Ton idée sonne tellement mieux quand je la reformule.

Qu’on en soit témoin ou qu’on le subisse, la plupart d’entre nous connaissent ce qu’on appelle aujourd’hui le mansplaining, ou l’explication qu’un homme sert avec condescendance à une femme à propos de ce qu’elle vient de dire, sur ce qu’elle devrait faire, comment le faire… ou finalement pourquoi ne pas le faire.
(J’invite au passage mes amis anglophones, à suivre ce lien vers un extrait de l’émission de Jimmy Kimmel et le jeu auquel s’était prêtée Hillary Clinton.)

Cette attitude a des racines si profondes à travers le temps — pensez aux mystiques femmes et à leurs confesseurs ou, plus près de nous à Sabina Spielrein (1) — et elle est si répandue, que nous l’avons malheureusement intériorisée, jusqu’à la resservir à l’extérieur.
La mecsplication s’exerce toutefois en premier lieu à l’intérieur.
Ainsi peut-on voir dans les rêves de femmes des personnages masculins qui délivrent leur message avec force conviction sitôt que la voix du féminin se fait entendre.

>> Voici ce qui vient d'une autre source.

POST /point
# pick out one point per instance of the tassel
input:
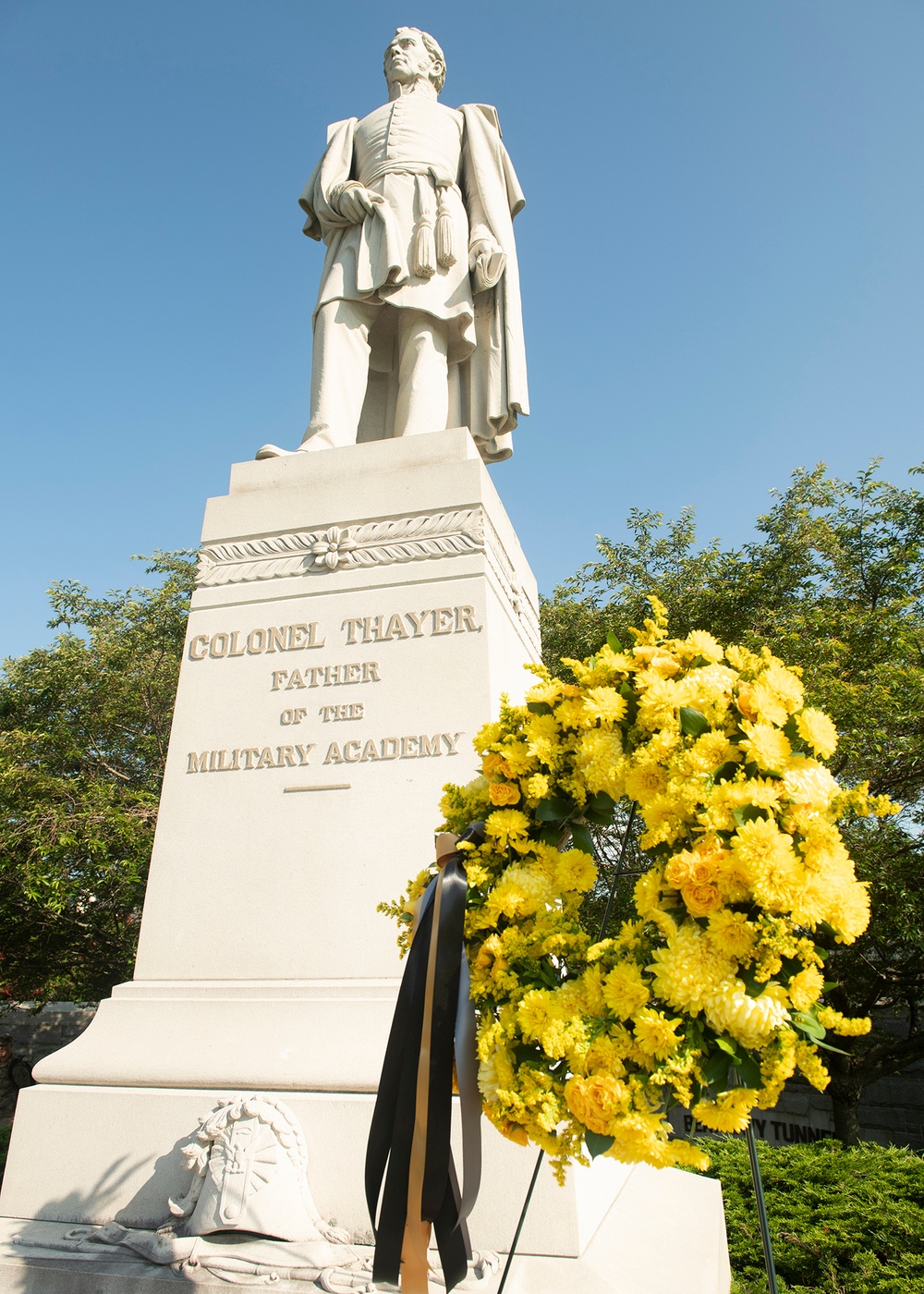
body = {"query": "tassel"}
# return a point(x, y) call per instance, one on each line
point(425, 250)
point(445, 256)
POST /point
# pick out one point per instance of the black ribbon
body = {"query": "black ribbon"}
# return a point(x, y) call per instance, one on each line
point(388, 1154)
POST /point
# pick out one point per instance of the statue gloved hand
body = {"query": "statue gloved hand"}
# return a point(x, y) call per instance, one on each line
point(354, 201)
point(487, 262)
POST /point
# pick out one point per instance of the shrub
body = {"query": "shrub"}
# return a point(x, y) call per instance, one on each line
point(843, 1220)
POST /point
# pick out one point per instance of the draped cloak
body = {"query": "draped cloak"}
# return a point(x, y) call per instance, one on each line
point(373, 262)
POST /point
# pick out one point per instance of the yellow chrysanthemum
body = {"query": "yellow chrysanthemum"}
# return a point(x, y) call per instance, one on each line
point(688, 970)
point(730, 1112)
point(626, 990)
point(768, 862)
point(810, 1065)
point(732, 934)
point(575, 871)
point(571, 712)
point(808, 783)
point(805, 987)
point(604, 704)
point(766, 746)
point(700, 643)
point(730, 1009)
point(506, 824)
point(548, 691)
point(645, 782)
point(818, 731)
point(537, 786)
point(655, 1034)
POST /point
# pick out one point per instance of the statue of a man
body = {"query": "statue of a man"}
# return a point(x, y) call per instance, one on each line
point(419, 323)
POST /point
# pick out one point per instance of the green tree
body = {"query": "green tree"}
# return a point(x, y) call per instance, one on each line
point(833, 584)
point(83, 738)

Ils font la leçon, condamnent et font avorter mille projets, paroles ou écrits ou même mouvements, infantilisent parfois (surtout rester « petites » !) Ces messieurs reformulent à l’aide de tournures plus « académiques », redressent, rajoutent, figent, mutilent au nom de l’esthétique et, pour le profit ou la gloire, dérobent ce qui leur semble plein de valeur ou de promesse,  sans gratitude aucune pour la terre qui porte fruit et dépossédant le Féminin de sa valeur.
Sans doute ce modèle masculin, coupé de la nature, n’entend-il que peu de chose à ce qui en est au stade de l’embryon ou à ce qui est nouvellement né, à part le supprimer, s’en emparer et le formater selon sa vision des choses — ou le ramener à ce qu’il connaît déjà.
Tout cela vient heurter le principe réceptif, heurter cette capacité extraordinaire à renouveler, à mettre au monde quelque chose de précieux qu’il s’agit avant toute chose de nourrir.

Cela ne concerne pas seulement les femmes ; ce même modèle masculin répressif et condescendant apparaît dans les rêves des hommes ; il représente une ombre masculine collective, un côté sombre du patriarcat qui agit également dans leur psyché de façon désastreuse. Sans aucun égard pour le principe féminin que les hommes portent aussi en eux, cette ombre blesse également l’authentique virilité au lieu de l’honorer — « Beaucoup de garçons définissent simplement la masculinité : ce qui n’est pas féminin. (2) ».
Cela engendre un grand sentiment de solitude, l’obligation de contrôler à tout prix ce qui émerge du domaine du Féminin, laissant à beaucoup d’hommes l’impression d’être isolés, coupés des autres, même en étant très entourés.
En conséquence, chez les hommes comme chez les femmes, il n’y a plus que du doute à propos de capacités naturelles, et une profonde tristesse et du découragement s’ensuivent…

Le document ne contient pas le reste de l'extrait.